Discussion in 'other anti-virus software' started by Minimalist, Jan 28, 2015.
I totally agree.
Good Evening! I run one scan a week with WSA Security Plus...and a Windows System Directory scan and a Complete System Scan with Avira...and that's Enough. I believe your correct regarding WSA...and might go that way shortly. Sincerely...Securon
I scan once per week!
I thought the idea was, you could pick something up, before the update, then the on demand scan would/could find it, provided it made the AV's.
Also I thought running an on demand scanner (non-resident), provided a second opinion, independent of the AV, for greater assurance of cleanliness?
Also if 'on demand' scanning AV, is not so important, why do they keep testing this aspect?
Yes, but once the antivirus has been updated and does recognise the threat, it will be picked up by the real time protection if it accessed. If a threat is dorman then it poses no threat until it is actually run.
I like this answer. ESET NOD32 has Advanced heuristics/DNA/Smart signatures enabled by default in custom and Smart scans, but real-time protection just mentions advanced heuristics.
I have no real working idea what the difference amounts to in the above example, but it is also true that real-time detects upon execution whereas on demand detects if the file is on board.
BTW, about my question earlier in the thread, about the size of AV's nowadays compared to 10 years ago. I noticed that 360 IS, will let you download the "standalone virus database". What does this mean? I mean the app itself is 168MB big, and the database is 138MB, so does the standard download does not contain the virus signatures? Is this the case with all AV's?
I'm sure they contain old database. Most if not all AV products these days also offer a downloadable standalone signature database which is more up-to-date. Someone correct me if I'm wrong, please.
@GrafZeppelin you are correct
Dependent on whether the AV app is cloud or signature based. Many major players can be a combo of both, then its down to user preference’s to what modules are enabled / disabled along with regularity of update checks for new virus sigs & program versions when available.
Re the Scans topic in question we deploy a scheduled background scan on workstations system drives on a regular basis. When this kicks in from programs like Eset Endpoint the user does not even notice it running as there is negligible performance impact. Decent AV apps have a Scanned File Cache so the procedure only takes a few mins.
OK, so you're saying that the combination of old and new signature-database makes for the huge size? Then how come MBAM is only a 20MB download?
it used to be 8mb not so long ago. factor of increase is higher than most AV's. relatively young business.
I do a scan with Malwarebytes once a month and when the computer is acting a little funny I do a fast scan with a Anti-virus.
I was trying to figure out if MBAM is perhaps not as good as other AV's because of the small signature-database size?
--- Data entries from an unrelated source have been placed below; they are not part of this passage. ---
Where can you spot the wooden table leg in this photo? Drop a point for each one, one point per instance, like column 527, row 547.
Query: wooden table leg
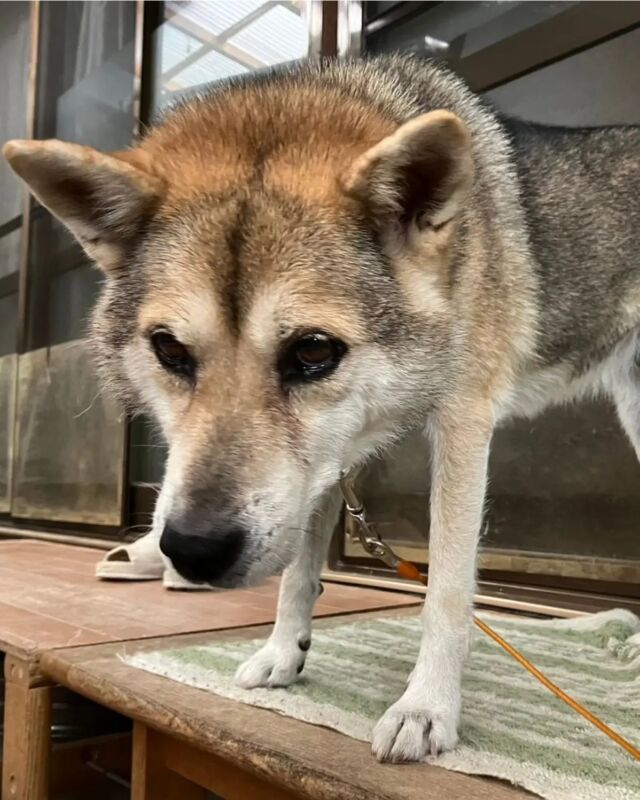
column 165, row 768
column 27, row 732
column 150, row 777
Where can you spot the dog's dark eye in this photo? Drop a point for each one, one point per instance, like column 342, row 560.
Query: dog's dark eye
column 310, row 357
column 172, row 354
@Rasheed187 MBAM is not an AV. It's designed to be used alongside AV software, not as alternative.
OK, I see. So probably that's why it's only a 20MB download. I'm currently using it as "on demand" scanner, it's not bloated at all.
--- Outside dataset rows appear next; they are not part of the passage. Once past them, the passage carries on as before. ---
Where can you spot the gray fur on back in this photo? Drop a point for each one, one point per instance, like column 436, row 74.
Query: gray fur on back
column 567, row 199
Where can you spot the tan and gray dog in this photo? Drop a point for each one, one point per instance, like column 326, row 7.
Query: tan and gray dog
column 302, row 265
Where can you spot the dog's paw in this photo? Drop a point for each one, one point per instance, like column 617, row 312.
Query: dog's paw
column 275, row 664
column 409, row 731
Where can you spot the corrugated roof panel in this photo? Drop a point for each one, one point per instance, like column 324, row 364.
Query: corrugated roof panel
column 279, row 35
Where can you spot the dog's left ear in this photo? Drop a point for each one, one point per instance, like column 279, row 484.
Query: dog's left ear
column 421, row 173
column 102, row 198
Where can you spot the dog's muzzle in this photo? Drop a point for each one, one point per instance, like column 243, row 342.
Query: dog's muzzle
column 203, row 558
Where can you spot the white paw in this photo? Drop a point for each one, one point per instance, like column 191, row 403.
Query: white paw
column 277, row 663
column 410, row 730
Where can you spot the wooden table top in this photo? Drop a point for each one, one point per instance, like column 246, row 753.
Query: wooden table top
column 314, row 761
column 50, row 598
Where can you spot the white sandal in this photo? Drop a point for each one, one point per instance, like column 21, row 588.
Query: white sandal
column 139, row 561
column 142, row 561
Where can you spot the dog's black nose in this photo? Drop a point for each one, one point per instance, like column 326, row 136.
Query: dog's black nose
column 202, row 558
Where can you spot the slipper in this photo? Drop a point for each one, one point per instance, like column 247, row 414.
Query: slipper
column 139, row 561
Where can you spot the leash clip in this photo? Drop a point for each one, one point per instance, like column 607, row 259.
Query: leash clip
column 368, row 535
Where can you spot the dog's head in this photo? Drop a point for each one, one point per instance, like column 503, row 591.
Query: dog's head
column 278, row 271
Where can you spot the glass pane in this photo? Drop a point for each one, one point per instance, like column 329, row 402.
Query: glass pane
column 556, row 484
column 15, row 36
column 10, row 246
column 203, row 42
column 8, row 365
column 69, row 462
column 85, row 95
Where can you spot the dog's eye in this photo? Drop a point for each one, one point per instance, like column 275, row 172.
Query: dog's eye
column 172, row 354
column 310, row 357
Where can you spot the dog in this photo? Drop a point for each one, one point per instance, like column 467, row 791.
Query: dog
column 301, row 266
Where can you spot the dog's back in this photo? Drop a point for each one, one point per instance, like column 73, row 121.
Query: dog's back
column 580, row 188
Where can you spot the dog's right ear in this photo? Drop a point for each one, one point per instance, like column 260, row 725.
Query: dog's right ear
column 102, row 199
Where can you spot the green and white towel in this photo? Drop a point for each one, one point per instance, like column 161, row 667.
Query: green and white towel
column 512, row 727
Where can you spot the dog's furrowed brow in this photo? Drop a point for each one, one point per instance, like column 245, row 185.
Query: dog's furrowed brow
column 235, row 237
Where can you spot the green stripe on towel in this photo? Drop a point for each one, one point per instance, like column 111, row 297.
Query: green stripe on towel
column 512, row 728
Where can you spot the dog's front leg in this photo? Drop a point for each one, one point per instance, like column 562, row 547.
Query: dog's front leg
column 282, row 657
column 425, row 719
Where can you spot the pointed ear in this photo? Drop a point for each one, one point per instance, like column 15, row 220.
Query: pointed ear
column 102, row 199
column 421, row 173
Only if something misbehaves do I run a scan. Outpost pro, BD pro and malwarebytes pro, if something manages to sneak through this its time for a wipe and an image restore.
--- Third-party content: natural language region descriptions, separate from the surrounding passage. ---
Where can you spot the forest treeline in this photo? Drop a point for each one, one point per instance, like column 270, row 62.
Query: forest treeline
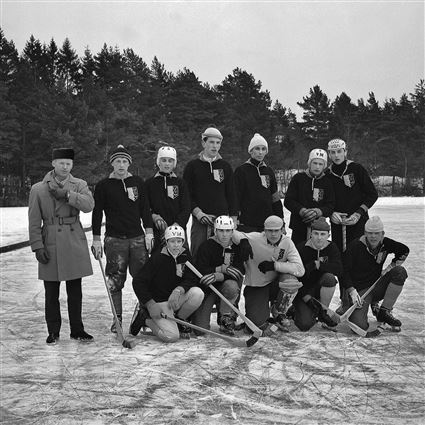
column 49, row 97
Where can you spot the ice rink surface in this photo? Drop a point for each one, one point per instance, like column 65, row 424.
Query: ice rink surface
column 318, row 377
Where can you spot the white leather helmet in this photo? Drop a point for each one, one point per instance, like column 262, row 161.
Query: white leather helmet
column 224, row 222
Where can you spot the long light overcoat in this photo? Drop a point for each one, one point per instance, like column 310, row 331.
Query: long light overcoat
column 56, row 226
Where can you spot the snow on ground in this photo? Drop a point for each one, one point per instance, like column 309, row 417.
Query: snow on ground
column 304, row 378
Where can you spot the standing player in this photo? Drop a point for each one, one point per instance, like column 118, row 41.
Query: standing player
column 272, row 274
column 122, row 197
column 256, row 188
column 220, row 262
column 323, row 266
column 168, row 195
column 363, row 264
column 166, row 285
column 211, row 187
column 310, row 195
column 58, row 241
column 354, row 195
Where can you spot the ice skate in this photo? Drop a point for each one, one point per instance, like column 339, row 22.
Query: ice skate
column 52, row 338
column 227, row 324
column 138, row 321
column 384, row 315
column 81, row 336
column 114, row 325
column 184, row 331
The only AV scans I'll do are Virus Total scans on new downloads. I stopped running an AV over 10 years ago. The last time I used something like HouseCall on my own PC was about 5 years ago. It deleted half of my batch files. Last week I was curious if anything had changed so I uploaded several of my batch files to Virus Total. Half of them were flagged, including one that makes registry backups. There's no way that I'll ever trust my system to another AV.
LOL, same over here. I wouldn't recommend this approach to "Average Joe", but if you know what you're doing you can indeed run without any AV, especially with the help of sandboxing and HIPS. I would still use AV's if they weren't so bloated and still had respect for your privacy.
Tho AV is not only one exclusive fail-safe, still AV is good one for that as it can save you when you did stupid thing for more than 90% probability (according to all tests). I mean, the benefit is not limited to "Avarage Joe". But I think you guys already employ layered protection and don't solely rely on your dicisions only.
What's a WSA ?
For me it was all paranoia all the time.
Not many people today run anti-virus on their pc's.
I was so worried that i was infected, which i was not, and now when i remember the old days i just laugh about it
Never in my life i will run anti-virus again on my Laptop and make it slower and battery drains much faster with anti-virus ON, but without it it's perfect
I understand that you may not be a fan of anti-virus programs, but this statement is incorrect.
More people run anti-virus programs than don't, and many of those that don't mistakenly think they are.
This is information readily available to anyone who chooses to search for it.
AV is not perfect, but at least it provides some protection against the more common malware families. For the average user it's still the main layer of defense against getting infected.
This is correct.
Yes, MBAM ditch sig once after many AVs detect the malware, and they don't detect exploit which most AV detects by file sig (other than IPS sig). But sig size is not a direct reflection of efficacy. If sig are more generic, sig size will reduce dramatically, but also cause FPs. Also sig format matters, I thought Avira changed their sig format and it reduced thier sig size.